In this essay, I argue that the dominant word processor in the field, Microsoft Word, employs an identifiable rhetoric whose foundation is a quantifying, homogenous approach to writing that eschews the contexts essential to critically-aware writers.
The notion that Microsoft Word insists upon a particular world view builds upon Selfe and Selfe's (1994) examination of the dominant metaphors built in to the computer itself: desktop, file and file folder, trashcan: these metaphors come from the business community and insinuate a particular way of seeing the world. ("Politics of the Interface"). Most importantly, Word's rhetoric is worth interrogating because it provides an opportunity for students to make visible and investigate a cultural object common to their experiences as writers in the 21st century.
Selfe (1999) describes the business, educational, governmental, parental, and ideological contexts shaping and shaped by technological literacies, suggesting that our lack of attention to these complex issues is dangerous.
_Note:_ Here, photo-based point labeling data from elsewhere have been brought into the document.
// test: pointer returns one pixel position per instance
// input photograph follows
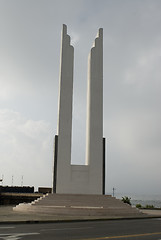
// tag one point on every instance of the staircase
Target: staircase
(79, 205)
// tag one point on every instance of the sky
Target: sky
(30, 35)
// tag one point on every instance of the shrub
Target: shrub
(126, 200)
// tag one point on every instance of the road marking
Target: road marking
(62, 229)
(6, 227)
(123, 236)
(15, 236)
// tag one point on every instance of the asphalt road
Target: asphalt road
(142, 229)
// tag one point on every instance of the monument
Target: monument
(88, 178)
(80, 189)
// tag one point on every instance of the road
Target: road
(142, 229)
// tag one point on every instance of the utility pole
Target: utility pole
(22, 181)
(113, 191)
(12, 180)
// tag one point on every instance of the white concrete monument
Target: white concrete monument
(89, 178)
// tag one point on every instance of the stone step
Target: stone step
(80, 205)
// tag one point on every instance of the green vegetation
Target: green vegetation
(126, 200)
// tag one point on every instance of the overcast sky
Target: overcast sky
(30, 34)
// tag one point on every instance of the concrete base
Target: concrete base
(80, 205)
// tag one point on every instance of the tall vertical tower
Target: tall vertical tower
(94, 131)
(89, 178)
(64, 128)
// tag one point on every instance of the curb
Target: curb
(75, 220)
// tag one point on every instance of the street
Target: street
(149, 229)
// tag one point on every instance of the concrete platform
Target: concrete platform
(80, 205)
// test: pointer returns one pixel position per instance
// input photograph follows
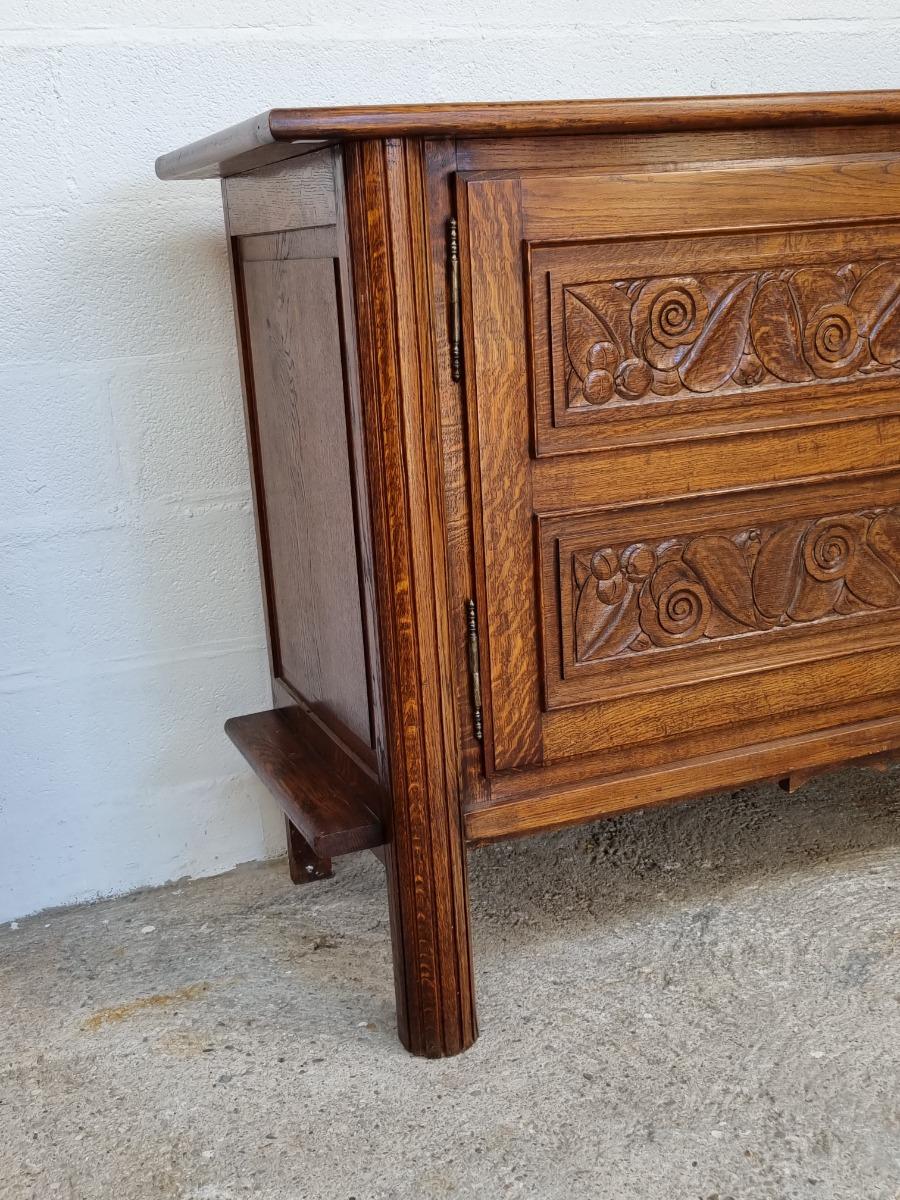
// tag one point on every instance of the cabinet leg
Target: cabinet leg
(304, 863)
(431, 945)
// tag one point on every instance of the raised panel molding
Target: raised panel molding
(641, 598)
(639, 340)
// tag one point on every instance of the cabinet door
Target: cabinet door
(684, 420)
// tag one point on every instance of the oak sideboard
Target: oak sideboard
(575, 447)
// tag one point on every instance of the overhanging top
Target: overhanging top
(262, 138)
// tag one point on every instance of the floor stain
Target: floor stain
(121, 1012)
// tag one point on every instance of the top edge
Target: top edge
(239, 147)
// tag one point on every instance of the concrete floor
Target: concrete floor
(691, 1003)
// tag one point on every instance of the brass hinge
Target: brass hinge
(474, 667)
(453, 267)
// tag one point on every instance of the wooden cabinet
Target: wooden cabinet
(575, 432)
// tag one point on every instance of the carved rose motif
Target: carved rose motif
(653, 597)
(633, 340)
(831, 341)
(829, 546)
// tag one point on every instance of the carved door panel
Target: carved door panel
(684, 396)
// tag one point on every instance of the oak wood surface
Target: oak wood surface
(425, 853)
(670, 474)
(331, 801)
(251, 142)
(672, 630)
(277, 197)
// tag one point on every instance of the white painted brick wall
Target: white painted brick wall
(130, 621)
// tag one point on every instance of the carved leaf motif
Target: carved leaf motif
(715, 354)
(640, 597)
(886, 335)
(601, 627)
(723, 569)
(582, 329)
(739, 330)
(816, 287)
(875, 293)
(885, 540)
(815, 598)
(775, 570)
(775, 333)
(870, 581)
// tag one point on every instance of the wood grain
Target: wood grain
(304, 463)
(294, 196)
(425, 855)
(670, 475)
(331, 799)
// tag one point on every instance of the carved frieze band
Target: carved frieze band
(645, 339)
(645, 597)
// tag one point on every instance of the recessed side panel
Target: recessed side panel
(299, 396)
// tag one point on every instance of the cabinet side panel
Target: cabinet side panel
(291, 291)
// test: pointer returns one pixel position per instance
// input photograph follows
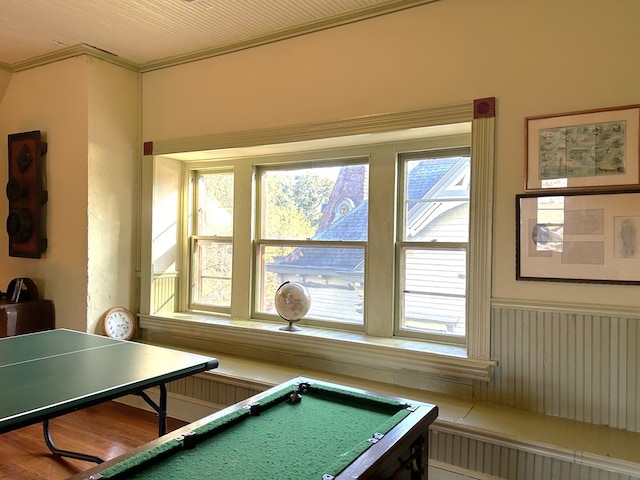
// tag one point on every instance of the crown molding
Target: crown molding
(383, 8)
(311, 27)
(70, 52)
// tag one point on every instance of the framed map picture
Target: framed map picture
(591, 149)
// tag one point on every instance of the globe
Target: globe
(292, 302)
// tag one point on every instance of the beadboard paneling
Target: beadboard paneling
(580, 366)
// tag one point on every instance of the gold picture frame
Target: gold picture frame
(583, 150)
(588, 237)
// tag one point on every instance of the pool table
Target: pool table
(302, 429)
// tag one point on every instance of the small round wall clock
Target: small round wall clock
(119, 323)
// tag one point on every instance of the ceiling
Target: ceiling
(149, 34)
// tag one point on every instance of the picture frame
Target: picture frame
(583, 150)
(589, 237)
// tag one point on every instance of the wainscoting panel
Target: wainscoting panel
(201, 387)
(576, 365)
(509, 463)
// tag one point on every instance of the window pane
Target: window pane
(215, 204)
(433, 296)
(211, 273)
(437, 200)
(322, 203)
(333, 276)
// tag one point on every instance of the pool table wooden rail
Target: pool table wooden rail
(402, 453)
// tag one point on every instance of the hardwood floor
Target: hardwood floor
(105, 430)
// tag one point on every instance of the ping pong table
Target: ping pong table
(47, 374)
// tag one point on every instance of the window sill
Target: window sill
(422, 365)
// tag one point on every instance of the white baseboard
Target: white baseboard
(443, 471)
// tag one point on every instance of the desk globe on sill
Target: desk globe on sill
(292, 302)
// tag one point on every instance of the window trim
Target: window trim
(363, 351)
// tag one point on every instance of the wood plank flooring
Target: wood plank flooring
(105, 430)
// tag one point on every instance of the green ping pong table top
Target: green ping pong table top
(50, 373)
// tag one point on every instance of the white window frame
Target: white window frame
(360, 354)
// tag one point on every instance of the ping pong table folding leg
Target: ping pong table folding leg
(65, 453)
(161, 409)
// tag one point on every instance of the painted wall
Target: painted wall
(112, 173)
(54, 99)
(5, 77)
(88, 112)
(536, 57)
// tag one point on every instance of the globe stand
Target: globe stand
(292, 302)
(291, 327)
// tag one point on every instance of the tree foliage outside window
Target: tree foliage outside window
(302, 226)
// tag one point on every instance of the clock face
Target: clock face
(119, 323)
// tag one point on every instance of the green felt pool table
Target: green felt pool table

Similarly, I here suggest that paying attention to Microsoft Word's rhetoric gives writing instructors an opportunity to develop students' critical literacy, so that, as Selber (2004) puts it, they might "...be encouraged to recognize and question the politics of computers" (p. 75).
Particular assumptions mark Word's rhetoric and shape how writing instructors teach and how students write. Through an examination of both the public transcript of Word's world, that is, how Word's designers describe it, as well as the software program itself, I propose making visible what has been unseen. That effort, I argue, enriches the writing classroom because it provides students with a method to re-view the world. At the end of this essay, I provide sample writing assignments, a step towards genuine inquiry, in which
Knowledge emerges ...through invention and re-invention, through the restless, continuing, hopeful inquiry human beings pursue in the world, with the world, and with each other (Freire, 2000, p. 72).